While building a brand new persistence layer based on no-sql repositories is certainly possible - a non-trivial effort, anyway - immediate action was taken to enable the existing JPA-based persistence layer with the latest features provided by the supported DBMSes: PostgreSQL was the first one.
Coming from a long story in the Open Source world, PostgreSQL has become quite a hot topic in the recent years, and for several good reasons: compliance with SQL standards, strong performance, PL/PgSQL stored procedure calls, extensibility, replication, active community, enterprise support available by several trusted providers all around the world.
Among the features provided by PostgreSQL, the JSONB data type was identified as base for performance improvement for Apache Syncope.
The test code was developed as an Apache Maven project, and made available on GitHub. The project is set to accept several parameters to adjust its behavior, in order to be fully replicable.
An Apache JMeter suite is run, which performs concurrent operations against the Apache Syncope deployment: user create, read, search update, delete.
The suite was configured for 10 concurrent threads, each running all the operations for 30 loops, with ramp-up time of 10 seconds, for a total duration of 20 minutes.
Please consider that no tuning nor optimization was performed: the Docker images for PostgreSQL and Elasticsearch are vanilla from DockerHub.
The test suite was run under different conditions, and the results are now public at https://tirasa.github.io/syncoperf/:
PostgreSQL 11.1, standard JPA persistence
PostgreSQL 11.1, JPA persistence with JSONB support
Thanks to PostgreSQL and JSONB, Apache Syncope is able to gracefully manage millions of identities, with reasonable response times and throughput.

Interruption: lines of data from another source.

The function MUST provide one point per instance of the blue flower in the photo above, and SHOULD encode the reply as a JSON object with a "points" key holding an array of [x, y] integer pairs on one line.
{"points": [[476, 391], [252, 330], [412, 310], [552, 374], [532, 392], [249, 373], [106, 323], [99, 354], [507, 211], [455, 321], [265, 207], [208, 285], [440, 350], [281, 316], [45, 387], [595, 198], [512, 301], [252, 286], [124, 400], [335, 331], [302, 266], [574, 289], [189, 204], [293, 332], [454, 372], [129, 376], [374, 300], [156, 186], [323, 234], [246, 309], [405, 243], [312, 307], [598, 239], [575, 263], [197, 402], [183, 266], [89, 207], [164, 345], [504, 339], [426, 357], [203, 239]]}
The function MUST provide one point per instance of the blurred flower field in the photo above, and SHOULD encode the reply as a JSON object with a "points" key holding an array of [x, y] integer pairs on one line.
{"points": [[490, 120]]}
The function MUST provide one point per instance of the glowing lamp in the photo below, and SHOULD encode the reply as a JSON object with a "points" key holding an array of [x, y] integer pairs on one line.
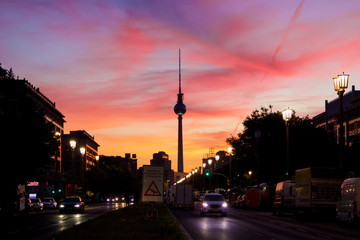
{"points": [[341, 82]]}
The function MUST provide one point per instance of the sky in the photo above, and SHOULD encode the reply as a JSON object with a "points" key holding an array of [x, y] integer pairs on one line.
{"points": [[112, 66]]}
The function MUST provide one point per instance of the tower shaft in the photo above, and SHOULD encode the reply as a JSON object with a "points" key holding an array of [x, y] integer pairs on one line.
{"points": [[180, 146], [180, 110]]}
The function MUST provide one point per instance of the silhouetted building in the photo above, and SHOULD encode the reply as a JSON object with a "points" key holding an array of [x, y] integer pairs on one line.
{"points": [[50, 178], [161, 159], [329, 119], [76, 163]]}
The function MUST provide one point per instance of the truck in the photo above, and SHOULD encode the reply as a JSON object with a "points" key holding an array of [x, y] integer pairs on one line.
{"points": [[181, 196], [284, 200], [318, 189], [347, 209]]}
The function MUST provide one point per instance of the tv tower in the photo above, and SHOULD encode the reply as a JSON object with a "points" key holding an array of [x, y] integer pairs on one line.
{"points": [[180, 110]]}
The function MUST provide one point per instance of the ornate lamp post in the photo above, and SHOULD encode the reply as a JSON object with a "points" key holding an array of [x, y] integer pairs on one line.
{"points": [[340, 84], [287, 113]]}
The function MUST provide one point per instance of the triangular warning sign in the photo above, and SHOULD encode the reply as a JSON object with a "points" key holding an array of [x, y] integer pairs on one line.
{"points": [[152, 190]]}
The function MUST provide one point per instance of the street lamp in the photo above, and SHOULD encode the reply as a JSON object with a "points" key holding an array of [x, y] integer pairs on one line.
{"points": [[82, 151], [250, 173], [340, 84], [73, 144], [230, 166], [287, 113]]}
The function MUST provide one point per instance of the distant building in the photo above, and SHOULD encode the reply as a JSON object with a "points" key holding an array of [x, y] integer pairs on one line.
{"points": [[129, 162], [75, 164], [328, 118], [161, 159]]}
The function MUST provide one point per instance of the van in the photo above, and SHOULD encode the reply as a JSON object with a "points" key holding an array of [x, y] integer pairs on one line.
{"points": [[348, 209], [284, 197]]}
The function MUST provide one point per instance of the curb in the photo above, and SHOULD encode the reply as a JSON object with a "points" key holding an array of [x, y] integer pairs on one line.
{"points": [[187, 235]]}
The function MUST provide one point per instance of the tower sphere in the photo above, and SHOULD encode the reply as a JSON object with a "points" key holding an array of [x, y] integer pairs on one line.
{"points": [[180, 108]]}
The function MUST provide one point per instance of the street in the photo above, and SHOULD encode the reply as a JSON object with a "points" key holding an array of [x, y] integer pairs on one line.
{"points": [[259, 224], [43, 225]]}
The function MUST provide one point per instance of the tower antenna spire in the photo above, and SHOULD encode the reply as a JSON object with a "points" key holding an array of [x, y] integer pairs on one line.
{"points": [[179, 70]]}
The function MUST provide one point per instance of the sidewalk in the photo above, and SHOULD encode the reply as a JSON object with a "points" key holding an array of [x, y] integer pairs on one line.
{"points": [[140, 221]]}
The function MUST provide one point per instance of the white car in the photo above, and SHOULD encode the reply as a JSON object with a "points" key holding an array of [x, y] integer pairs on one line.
{"points": [[36, 204], [213, 203]]}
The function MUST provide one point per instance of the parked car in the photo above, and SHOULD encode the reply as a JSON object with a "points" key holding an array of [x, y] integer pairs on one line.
{"points": [[348, 208], [72, 204], [115, 198], [36, 204], [284, 197], [49, 203], [213, 203]]}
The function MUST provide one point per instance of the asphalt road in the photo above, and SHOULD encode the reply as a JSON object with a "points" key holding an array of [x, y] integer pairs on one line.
{"points": [[43, 225], [257, 224]]}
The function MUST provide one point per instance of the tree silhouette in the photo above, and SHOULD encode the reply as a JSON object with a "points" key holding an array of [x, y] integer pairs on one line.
{"points": [[261, 147]]}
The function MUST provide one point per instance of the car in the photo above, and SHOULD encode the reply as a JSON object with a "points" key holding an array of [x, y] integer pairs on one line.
{"points": [[49, 203], [116, 198], [36, 204], [72, 204], [213, 203]]}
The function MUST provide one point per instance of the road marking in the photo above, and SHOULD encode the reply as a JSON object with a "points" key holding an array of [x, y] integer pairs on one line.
{"points": [[301, 230], [259, 234]]}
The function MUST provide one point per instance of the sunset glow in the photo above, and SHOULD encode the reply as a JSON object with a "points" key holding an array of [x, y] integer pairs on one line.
{"points": [[112, 66]]}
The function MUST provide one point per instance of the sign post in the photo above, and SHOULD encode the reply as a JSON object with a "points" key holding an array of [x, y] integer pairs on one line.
{"points": [[153, 183]]}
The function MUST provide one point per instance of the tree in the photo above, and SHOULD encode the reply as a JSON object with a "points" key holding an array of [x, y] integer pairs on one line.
{"points": [[261, 147]]}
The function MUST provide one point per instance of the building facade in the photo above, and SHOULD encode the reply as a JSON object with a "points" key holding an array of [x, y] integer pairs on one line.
{"points": [[329, 118], [51, 171], [77, 159], [129, 162]]}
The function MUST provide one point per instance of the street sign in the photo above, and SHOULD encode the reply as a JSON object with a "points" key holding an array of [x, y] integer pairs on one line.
{"points": [[153, 182]]}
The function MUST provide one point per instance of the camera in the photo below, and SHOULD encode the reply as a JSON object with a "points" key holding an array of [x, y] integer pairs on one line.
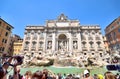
{"points": [[113, 67]]}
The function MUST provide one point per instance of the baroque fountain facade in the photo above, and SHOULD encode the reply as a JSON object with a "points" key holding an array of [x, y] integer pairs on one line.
{"points": [[64, 40]]}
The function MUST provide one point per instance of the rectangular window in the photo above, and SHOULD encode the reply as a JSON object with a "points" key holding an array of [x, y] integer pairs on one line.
{"points": [[6, 34]]}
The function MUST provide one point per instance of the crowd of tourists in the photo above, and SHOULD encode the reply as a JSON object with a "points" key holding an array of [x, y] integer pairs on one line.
{"points": [[45, 73]]}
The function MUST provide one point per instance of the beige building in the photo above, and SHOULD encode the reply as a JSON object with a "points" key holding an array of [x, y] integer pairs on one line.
{"points": [[64, 37], [5, 33], [112, 33], [17, 46]]}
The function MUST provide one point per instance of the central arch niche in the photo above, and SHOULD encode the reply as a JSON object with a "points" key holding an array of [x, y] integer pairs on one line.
{"points": [[62, 37], [62, 42]]}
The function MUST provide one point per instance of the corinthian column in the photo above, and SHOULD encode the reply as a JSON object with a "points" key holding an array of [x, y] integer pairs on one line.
{"points": [[79, 42]]}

For smaller sets, standard persistence works quite well, even slightly better than JSONB; for larger sets there is simply no comparison: JSONB is the clear winner.
Given the high response times with standard JPA persistence for 100,000 identities, there were no enough reasons to check 1,000,000.
There is absolutely no reason not to empower Elasticsearch when the number of identities goes above 10,000 - see the difference between "10k nodyn" and "100k nodyn es" in both figures above, especially since the number of identities in the latter case is ten times the former.
Dynamic memberships are extremely resource-demanding and should be used with great care.